My dad slowly gifted me all of this collections before he died. In 2005-2006 this included nearly 1000 boxes of books which he said was worth $250,000. He was a book dealer and these were his best and private books.
In 2011 He gave me his coin collection which was valued at $125,000 back in 2011 (it's worth about $66000 now because the price of silver has dropped).
His stamp collection has a catalog value of $175,000 but, with stamps (and coins to a letter degree) the Scott's catalog value is for insurance purposes and not what the stamps actually sell for. In reality the $175,000 stamp collection has a market value of only $12,000-15,000. Yes - stamp collection is that bad!
Since this is several huge collections it will take years to sell. I just held onto everything and figured it would be my retirement job to slowly sell these off. The fair-market-value was determined by my dad on the books since he was a dealer, the stamps were cataloged at the time and the coins basically went by the melt value of silver and gold at the time of the gifts.

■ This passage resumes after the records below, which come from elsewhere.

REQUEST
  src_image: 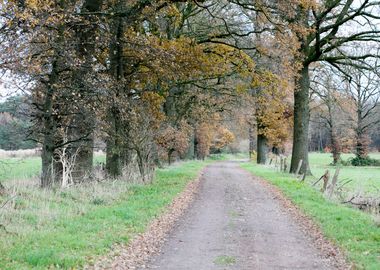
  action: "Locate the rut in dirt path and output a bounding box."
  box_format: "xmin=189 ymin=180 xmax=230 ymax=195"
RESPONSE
xmin=144 ymin=162 xmax=335 ymax=270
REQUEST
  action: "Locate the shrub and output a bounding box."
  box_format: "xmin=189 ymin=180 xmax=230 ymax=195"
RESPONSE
xmin=348 ymin=157 xmax=380 ymax=166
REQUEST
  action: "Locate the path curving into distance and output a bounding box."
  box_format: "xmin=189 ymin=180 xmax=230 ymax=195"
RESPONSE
xmin=144 ymin=162 xmax=336 ymax=270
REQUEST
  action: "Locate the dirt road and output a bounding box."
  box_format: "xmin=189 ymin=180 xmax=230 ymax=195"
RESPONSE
xmin=144 ymin=162 xmax=334 ymax=270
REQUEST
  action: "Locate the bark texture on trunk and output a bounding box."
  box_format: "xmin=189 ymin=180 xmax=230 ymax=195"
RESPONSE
xmin=248 ymin=127 xmax=255 ymax=159
xmin=106 ymin=9 xmax=129 ymax=178
xmin=290 ymin=65 xmax=310 ymax=174
xmin=257 ymin=134 xmax=268 ymax=164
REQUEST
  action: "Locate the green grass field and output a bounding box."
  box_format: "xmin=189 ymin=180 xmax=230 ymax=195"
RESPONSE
xmin=241 ymin=162 xmax=380 ymax=270
xmin=0 ymin=159 xmax=207 ymax=269
xmin=308 ymin=153 xmax=380 ymax=197
xmin=0 ymin=156 xmax=105 ymax=182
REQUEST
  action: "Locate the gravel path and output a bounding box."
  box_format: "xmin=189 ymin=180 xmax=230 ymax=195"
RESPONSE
xmin=144 ymin=162 xmax=336 ymax=270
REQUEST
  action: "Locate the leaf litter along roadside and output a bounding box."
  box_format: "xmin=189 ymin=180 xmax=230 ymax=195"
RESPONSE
xmin=84 ymin=169 xmax=204 ymax=269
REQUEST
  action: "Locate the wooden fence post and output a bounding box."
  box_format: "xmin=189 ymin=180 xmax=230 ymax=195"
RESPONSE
xmin=328 ymin=167 xmax=340 ymax=199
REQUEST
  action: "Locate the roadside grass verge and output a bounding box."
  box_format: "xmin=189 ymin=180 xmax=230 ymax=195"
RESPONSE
xmin=0 ymin=161 xmax=208 ymax=269
xmin=307 ymin=153 xmax=380 ymax=197
xmin=241 ymin=163 xmax=380 ymax=270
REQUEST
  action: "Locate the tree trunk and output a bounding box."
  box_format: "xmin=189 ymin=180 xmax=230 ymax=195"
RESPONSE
xmin=0 ymin=182 xmax=5 ymax=196
xmin=106 ymin=111 xmax=123 ymax=178
xmin=330 ymin=128 xmax=340 ymax=165
xmin=186 ymin=130 xmax=196 ymax=159
xmin=248 ymin=127 xmax=255 ymax=160
xmin=40 ymin=60 xmax=60 ymax=188
xmin=257 ymin=134 xmax=268 ymax=164
xmin=290 ymin=65 xmax=310 ymax=174
xmin=106 ymin=8 xmax=129 ymax=178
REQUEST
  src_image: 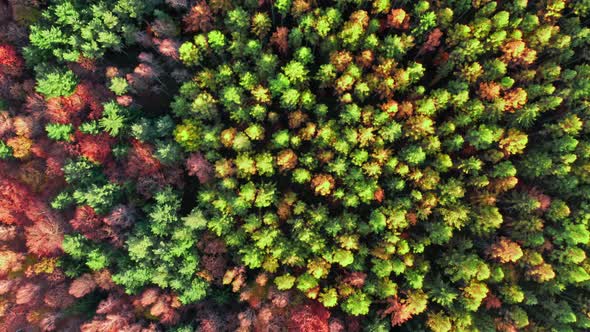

Will I get charged for high taxes for selling these or since they were a gift can I legally use the FMV from my dad's estimate on the book collection? He didn't file anything with the IRS at the time of the gifting and there was not any cash gifts involved. It would not be possible to find what he paid for all these items as they were collected since from 1930s to 1980s and some items, such as the coins, were passed on to him when his parents died 30-40 years ago.
I'm wondering how this will be handled come tax time. I'm retired now and currently selling about $1000-$2000 a month (gross sales) on the old books. I am not buying anything to sell and everything I plan on selling were gifts from my dad.